CharlesLi/llama_2_llama_2_code_math_5_full

TEXT GENERATIONConcurrency Cost:1Model Size:7BQuant:FP8Ctx Length:4kPublished:Jan 19, 2025License:llama2Architecture:Transformer Open Weights Cold

The CharlesLi/llama_2_llama_2_code_math_5_full model is a 7 billion parameter language model fine-tuned from Meta's Llama-2-7b-chat-hf. It is optimized for specific tasks, as indicated by its fine-tuning on a generator dataset, achieving a validation loss of 0.5808. This model is intended for applications requiring specialized performance derived from its Llama 2 base.

Loading preview...

Model Overview

This model, llama_2_llama_2_code_math_5_full, is a fine-tuned variant of the Meta Llama-2-7b-chat-hf architecture. It has 7 billion parameters and was trained on a specific "generator dataset" to adapt its capabilities.

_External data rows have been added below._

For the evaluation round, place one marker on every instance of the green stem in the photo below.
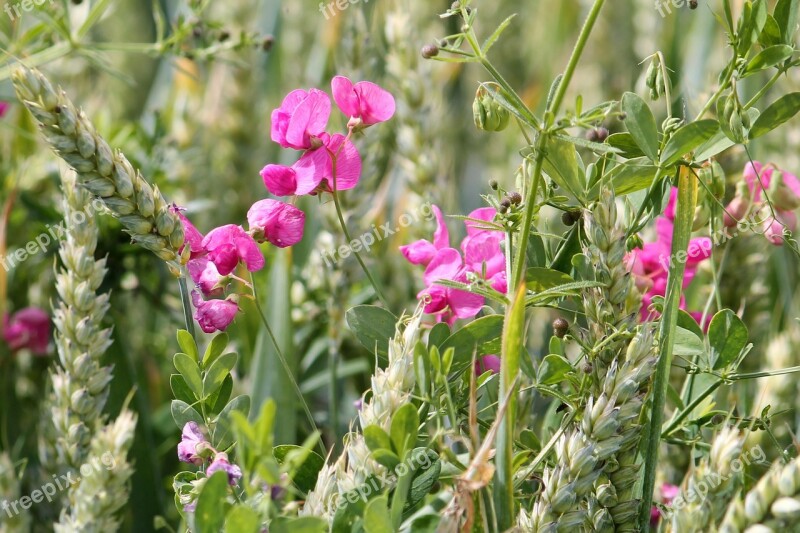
(187, 306)
(687, 198)
(285, 364)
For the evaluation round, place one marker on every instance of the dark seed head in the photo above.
(560, 327)
(429, 50)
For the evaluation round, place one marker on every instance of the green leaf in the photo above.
(182, 413)
(786, 14)
(561, 164)
(376, 438)
(404, 428)
(242, 519)
(306, 474)
(439, 333)
(687, 139)
(220, 369)
(540, 279)
(553, 369)
(376, 516)
(481, 335)
(223, 432)
(776, 114)
(212, 504)
(641, 124)
(387, 458)
(624, 142)
(180, 390)
(303, 524)
(727, 336)
(630, 176)
(215, 348)
(767, 58)
(187, 344)
(373, 327)
(190, 372)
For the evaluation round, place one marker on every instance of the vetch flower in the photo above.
(301, 119)
(214, 315)
(365, 103)
(229, 244)
(421, 252)
(28, 328)
(192, 443)
(279, 223)
(314, 167)
(220, 463)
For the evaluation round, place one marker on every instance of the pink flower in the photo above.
(422, 252)
(487, 363)
(450, 304)
(229, 244)
(214, 315)
(364, 101)
(28, 328)
(193, 238)
(205, 275)
(220, 463)
(774, 226)
(191, 439)
(279, 223)
(314, 166)
(301, 119)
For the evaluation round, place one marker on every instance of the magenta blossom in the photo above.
(28, 328)
(365, 102)
(314, 167)
(220, 463)
(279, 223)
(192, 443)
(487, 363)
(301, 119)
(214, 315)
(229, 244)
(422, 252)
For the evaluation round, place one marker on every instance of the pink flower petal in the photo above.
(419, 253)
(281, 224)
(279, 180)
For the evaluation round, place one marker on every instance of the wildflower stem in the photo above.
(285, 364)
(339, 214)
(187, 306)
(687, 199)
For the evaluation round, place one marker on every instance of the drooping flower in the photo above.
(301, 119)
(190, 448)
(277, 222)
(421, 252)
(365, 103)
(487, 363)
(221, 463)
(214, 315)
(229, 244)
(314, 167)
(28, 328)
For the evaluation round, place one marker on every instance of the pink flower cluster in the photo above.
(328, 161)
(214, 258)
(482, 257)
(28, 328)
(650, 263)
(784, 192)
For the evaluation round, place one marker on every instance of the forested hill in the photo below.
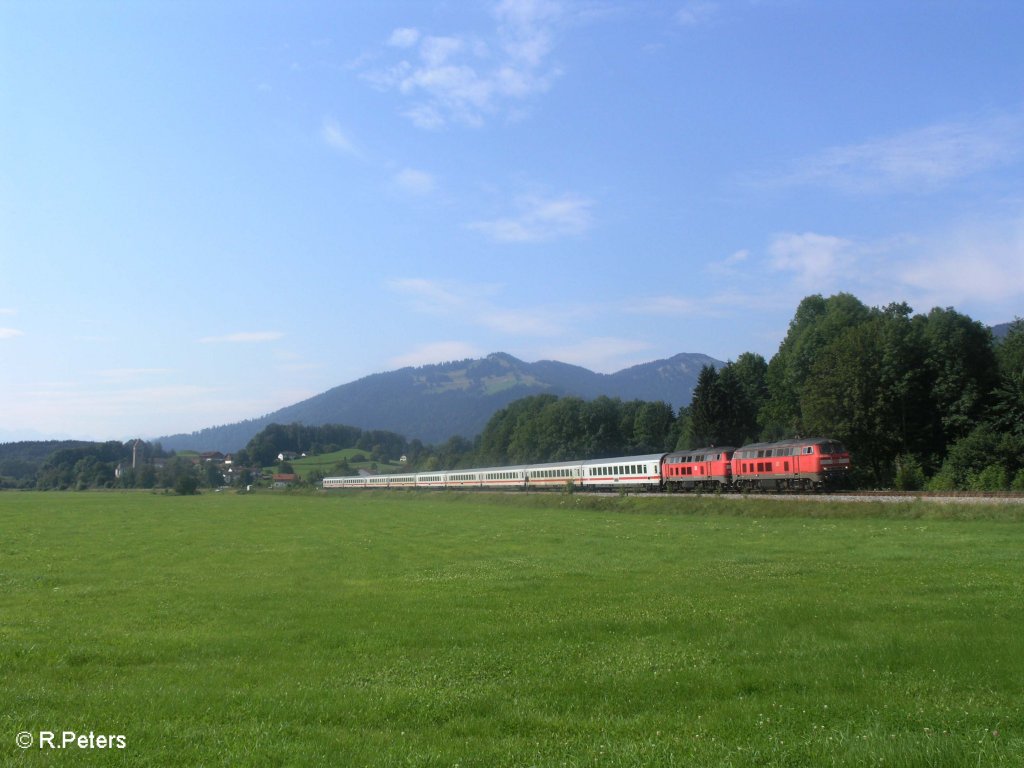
(434, 402)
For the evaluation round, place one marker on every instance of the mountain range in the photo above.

The fine-tuning process resulted in a validation loss of 0.5808, indicating its performance on the evaluation set.

Training Details

The model was trained using the following key hyperparameters:

  • Learning Rate: 2e-05
  • Batch Size: 32 (total train batch size)
  • Optimizer: Adam with default betas and epsilon
  • LR Scheduler: Cosine with 0.1 warmup ratio
  • Epochs: 1

Intended Use

While specific intended uses and limitations are not detailed in the provided information, its fine-tuning from a chat-optimized Llama 2 base suggests potential applications in conversational AI or tasks related to the nature of its "generator dataset." Users should conduct further evaluation to determine suitability for specific use cases.